Contesto

I prodotti in plastica (ad esempio film per pacciamatura, fertilizzanti a rilascio controllato, protezioni per alberi) sono ampiamente utilizzati nel settore agricolo nell’UE. Sebbene questi prodotti offrano vantaggi come il risparmio idrico, il controllo delle infestanti e l’aumento delle rese, comportano anche rischi di inquinamento del suolo e contaminazione ambientale.
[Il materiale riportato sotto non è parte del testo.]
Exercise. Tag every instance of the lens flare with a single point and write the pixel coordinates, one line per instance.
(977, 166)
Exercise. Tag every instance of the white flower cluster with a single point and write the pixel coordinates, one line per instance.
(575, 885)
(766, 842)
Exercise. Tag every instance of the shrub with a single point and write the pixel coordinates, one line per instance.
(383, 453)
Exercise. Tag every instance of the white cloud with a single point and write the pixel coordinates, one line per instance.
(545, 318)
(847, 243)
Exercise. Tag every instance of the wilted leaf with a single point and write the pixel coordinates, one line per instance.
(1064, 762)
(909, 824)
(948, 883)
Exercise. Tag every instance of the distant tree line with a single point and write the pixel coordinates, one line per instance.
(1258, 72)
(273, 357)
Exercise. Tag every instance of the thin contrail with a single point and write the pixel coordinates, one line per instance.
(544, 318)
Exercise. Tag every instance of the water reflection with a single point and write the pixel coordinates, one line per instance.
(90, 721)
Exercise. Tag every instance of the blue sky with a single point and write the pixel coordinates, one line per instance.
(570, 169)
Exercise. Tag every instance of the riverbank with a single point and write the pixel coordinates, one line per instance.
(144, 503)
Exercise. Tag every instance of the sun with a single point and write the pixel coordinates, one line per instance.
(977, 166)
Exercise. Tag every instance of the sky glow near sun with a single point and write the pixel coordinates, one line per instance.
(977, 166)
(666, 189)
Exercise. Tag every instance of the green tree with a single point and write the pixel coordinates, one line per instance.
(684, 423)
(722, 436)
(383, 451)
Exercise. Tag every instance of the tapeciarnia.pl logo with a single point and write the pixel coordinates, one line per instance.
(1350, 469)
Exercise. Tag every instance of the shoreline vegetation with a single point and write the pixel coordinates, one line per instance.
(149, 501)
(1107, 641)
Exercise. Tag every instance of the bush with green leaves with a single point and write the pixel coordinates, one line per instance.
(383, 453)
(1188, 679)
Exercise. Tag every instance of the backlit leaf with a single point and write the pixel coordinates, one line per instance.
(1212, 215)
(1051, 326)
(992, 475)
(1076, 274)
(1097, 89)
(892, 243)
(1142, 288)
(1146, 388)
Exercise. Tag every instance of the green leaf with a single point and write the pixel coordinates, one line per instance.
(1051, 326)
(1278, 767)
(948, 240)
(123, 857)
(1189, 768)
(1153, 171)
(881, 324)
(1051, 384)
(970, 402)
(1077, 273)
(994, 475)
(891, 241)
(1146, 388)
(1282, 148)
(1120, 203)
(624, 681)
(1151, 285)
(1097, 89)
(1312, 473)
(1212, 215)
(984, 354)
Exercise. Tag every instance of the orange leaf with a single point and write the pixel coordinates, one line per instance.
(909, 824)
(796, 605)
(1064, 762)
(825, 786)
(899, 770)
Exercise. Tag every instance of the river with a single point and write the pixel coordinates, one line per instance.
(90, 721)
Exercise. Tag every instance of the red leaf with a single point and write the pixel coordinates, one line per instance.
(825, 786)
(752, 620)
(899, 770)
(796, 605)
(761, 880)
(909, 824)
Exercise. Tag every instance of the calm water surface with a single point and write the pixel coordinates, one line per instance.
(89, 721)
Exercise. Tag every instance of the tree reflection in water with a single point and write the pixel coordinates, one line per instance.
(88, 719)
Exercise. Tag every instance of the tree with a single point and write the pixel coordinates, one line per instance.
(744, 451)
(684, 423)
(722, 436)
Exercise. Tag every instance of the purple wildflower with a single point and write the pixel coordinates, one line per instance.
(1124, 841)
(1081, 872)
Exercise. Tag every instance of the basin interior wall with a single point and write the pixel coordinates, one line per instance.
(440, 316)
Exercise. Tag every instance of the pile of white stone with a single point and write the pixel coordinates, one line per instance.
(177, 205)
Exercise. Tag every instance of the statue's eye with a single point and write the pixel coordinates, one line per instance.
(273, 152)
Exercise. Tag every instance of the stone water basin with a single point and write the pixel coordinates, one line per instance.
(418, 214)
La gestione del fine vita delle plastiche agricole tradizionali comporta problematiche gestionali ed economiche che possono portare a uno smaltimento improprio e al conferimento in discarica. Altri prodotti in plastica, come reti per tappeti erbosi e materiali di riempimento, non sono biodegradabili e risultano difficili da recuperare per il riciclo.

Per affrontare queste problematiche, SOUL mira a sviluppare nuovi materiali biodegradabili con un elevato contenuto di risorse rinnovabili. I partner del consorzio si concentreranno sulla produzione di nuovi materiali e sullo sviluppo di soluzioni sostenibili per la gestione del fine vita. Riducendo l’impronta di carbonio, diminuendo e ottimizzando gli input e prevenendo la contaminazione del suolo, SOUL intende contribuire a un’economia più sostenibile e circolare.

Combinando 3 elementi costitutivi e 8 tecnologie, SOUL svilupperà una filiera per produrre 11 soluzioni innovative di prodotti bio-based e biodegradabili in suolo (BPS), con un alto contenuto di rinnovabilità (>95%), garantendo allo stesso tempo una piattaforma in grado di rispondere alle diverse esigenze applicative.

Pilastro 1: Sviluppo dei materiale
  • Scalabilità industriale di nuovi poliesteri bio-based e biodegradabili
  • Ottimizzazione e produzione di enzimi
  •  Estrusione dei blend
Pilastro 2: Produzione e valutazione delle prestazioni e della sostenibilità delle soluzioni
  • Produzione industriale di prodotti bio-based e biodegradabili in suolo
  • Validazione in siti reali in Spagna, Italia, Portogallo, Polonia e Irlanda
  • Analisi della qualità del suolo e della biodegradabilità in suolo
Pilastro 3: Applicazione della metodologia Safe and Sustainable by Design (SSbD) e Fine Vita (EoL)
  • Implementazione di strumenti digitali per prevedere la biodegradazione
  • Dimostrazione delle opzioni di fine vita (compostaggio industriale, digestione anaerobica, riciclo meccanico e riutilizzo)
  • Integrazione di LCA e sLCA nello strumento SSbD
Pilastro 4: Valutazione del mercato e del potenziale di replicabilità
  • Sviluppo di business case e modelli di business circolari
  • Valutazione del potenziale di replicabilità dei materiali e dei processi di trasformazione in altri settori
  • Attività di standardizzazione a supporto dell’introduzione sul mercato dei nuovi materiali e prodotti sviluppati
Pilastro 5: Approccio multi-attore
  • Creazione di un Multiactor Advisory Panel (MAP) per co-creare tramite workshop dedicati e specifiche sessioni formative
  • Validazione dei prodotti con gli utenti finali, per raccogliere feedback e sviluppare raccomandazioni per l’etichettatura
  • Promozione e supporto alle politiche pubbliche

Struttura di progetto

WP1 – Project management e coordinamento

WP2 – Produzione di materiali ad alto contenuto di rinnovabilità per lo sviluppo di prodotti biodegradabili in suolo

WP3 – Processi di produzione per lo sviluppo di prodotti biodegradabili in suolo

WP4 – Validazione delle soluzioni di prodotto SOUL nei siti dimostrativi con il coinvolgimento degli utenti finali

WP5 – Dimostrazione degli scenari di fine vita e della circolarità delle catene del valore

WP6 – Valutazione della sicurezza e della LCSA delle catene del valore nell’ambito dell’implementazione integrata del quadro SSbD

WP7 – Potenziale di replicazione e valorizzazione commerciale

WP8 – Disseminazione, comunicazione, formazione e coinvolgimento degli stakeholder

Innovazione che puoi monitorare

I modelli di biodegradazione possono contribuire a progettare in modo efficace polimeri e materiali con una biodegradazione sicura negli ambienti aperti, evitando la dispersione e l’accumulo di microplastiche nei diversi ecosistemi naturali.

Lo strumento di previsione della biodegradazione sviluppato nel progetto SOUL sarà collegato al concetto di Safe and Sustainable by Design (SSbD), fornendo informazioni predittive sulla biodegradazione negli ambienti naturali e aperti nelle diverse regioni europee.

Saranno inoltre utilizzati strumenti di tracciamento e rintracciabilità per mantenere il controllo delle materie prime e monitorare l’impronta di carbonio.